精霊達の音 | ||
2005.1.18 |
アフリカの「ささやき歌」というのがある。
縄文式土笛。 山から粘土を取ってきて、野焼きで焼いた。 材料から仕上げまで、すべて手作りである。 |
ささやくように詩を口ずさむのだが、メロディーはほとんどなく、何と言うか、ラップをひそひそ声で歌っているような感じだ。
ところがこれを、真っ暗な夜に人里離れた山の中で聞くとぞっとするほどいい。精霊のささやき声そのものである。できるだけうっそうとした森の中ならなおいい。
似たようなものに「縄文笛」がある。焼き物の笛で、指穴は1つしかない。
山で赤土を取ってきて、丹念に石をのぞいてすりつぶして粘土を作り、水を混ぜて湿った状態でしばらく寝かせると、縄文土器には最適の粘土になる。温度の不安定な野焼きで焼成するので、収縮しないように3割ほども砂を混ぜる縄文土器は、普通の陶芸用粘土ではかえって不都合で、その辺の山から取ってきた風化土のほうがよほどよい。
私は数年前にこれに凝っていくつも笛を作ったのだが、柔らかい実にいい音がする。

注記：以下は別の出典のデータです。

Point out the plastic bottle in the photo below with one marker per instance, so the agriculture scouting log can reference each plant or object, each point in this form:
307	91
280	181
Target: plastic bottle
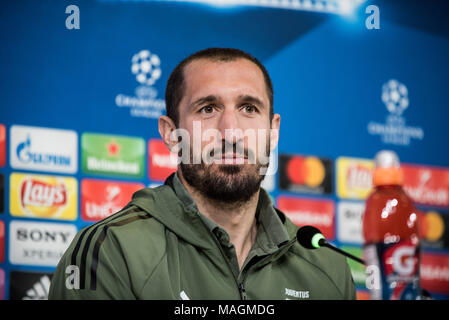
390	230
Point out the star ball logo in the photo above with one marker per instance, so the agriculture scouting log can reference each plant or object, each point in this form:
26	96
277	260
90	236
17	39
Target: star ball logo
146	66
395	131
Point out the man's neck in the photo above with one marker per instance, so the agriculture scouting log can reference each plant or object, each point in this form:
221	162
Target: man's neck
238	219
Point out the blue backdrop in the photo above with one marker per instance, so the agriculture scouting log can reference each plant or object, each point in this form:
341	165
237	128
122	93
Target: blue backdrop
328	72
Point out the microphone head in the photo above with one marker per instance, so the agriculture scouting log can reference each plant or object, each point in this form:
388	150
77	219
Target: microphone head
309	237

演奏法は良く知らないが、指穴のふさぎ具合を連続的に変えるとポルタメントっぽくなる(ちょっとシンセっぽくもなる)。また指穴を速く開け閉めしてトリルすると、楽器というより何かの鳴き声みたいにもなる。
このトリルを真っ暗な夜の森の中でやると、もう本当にぞくっとする。「何か呼んじゃったんじゃないか」と思うほど「森に住むもの」が身近に感じる。
アボリジニの「うなり木」もそうであるが、「楽器」というより「音具」というべきものは、音楽を奏でるのではなく、精霊とかそういった自然の中に潜む「もの」と話をする、あるいは交感するための器具であったのではなかろうか。

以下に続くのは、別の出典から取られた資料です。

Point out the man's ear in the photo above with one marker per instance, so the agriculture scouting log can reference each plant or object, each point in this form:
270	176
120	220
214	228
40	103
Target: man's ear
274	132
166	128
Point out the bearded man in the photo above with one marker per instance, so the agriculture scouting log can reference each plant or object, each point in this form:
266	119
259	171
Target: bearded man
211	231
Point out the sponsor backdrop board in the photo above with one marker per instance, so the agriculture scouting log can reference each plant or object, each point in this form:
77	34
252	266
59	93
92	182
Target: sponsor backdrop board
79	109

夜の闇の中には、確かに何かがいたのである。それは実在するものかもしれないし、人の心の投影であるかもしれない。自然という理解しきれないものの一面をそういう「何か」として実感して畏怖していたのかもしれない。
縄文の時代、「羅生門」の時代、さらに「百鬼夜行」の江戸時代にも、それは精霊であったり魔物であったり妖怪であったりしながら、我々日本人の身近にいたのである。

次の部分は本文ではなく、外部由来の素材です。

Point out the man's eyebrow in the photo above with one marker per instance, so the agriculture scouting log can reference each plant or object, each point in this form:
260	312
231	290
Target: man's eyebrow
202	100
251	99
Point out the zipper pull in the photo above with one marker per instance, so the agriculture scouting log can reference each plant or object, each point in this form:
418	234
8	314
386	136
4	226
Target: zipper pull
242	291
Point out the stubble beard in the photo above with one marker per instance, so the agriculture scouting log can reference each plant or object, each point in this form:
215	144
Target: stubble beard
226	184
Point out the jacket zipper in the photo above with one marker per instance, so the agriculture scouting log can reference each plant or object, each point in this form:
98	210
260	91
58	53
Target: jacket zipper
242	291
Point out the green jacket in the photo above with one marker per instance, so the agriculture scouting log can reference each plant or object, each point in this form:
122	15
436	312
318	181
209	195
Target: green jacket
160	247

科学技術に支えられて、危険な動物を遠ざけ、夜の闇からわが身を遠ざけ、医療の発達や核家族化によって死さえも身近ではなくした我々。もちろん夜オオカミに襲われるのはイヤだし、暖かいところで長生きしたいけれど、ちょっと無味乾燥な気もするのである。
また暖かくなったら、夜の浜で焚き火を囲もう。気のおけない仲間達と網で新鮮な魚や野菜を焼き、うまい酒を飲み、話が尽きたら焚き火の炎をじっと眺めているだけでいい。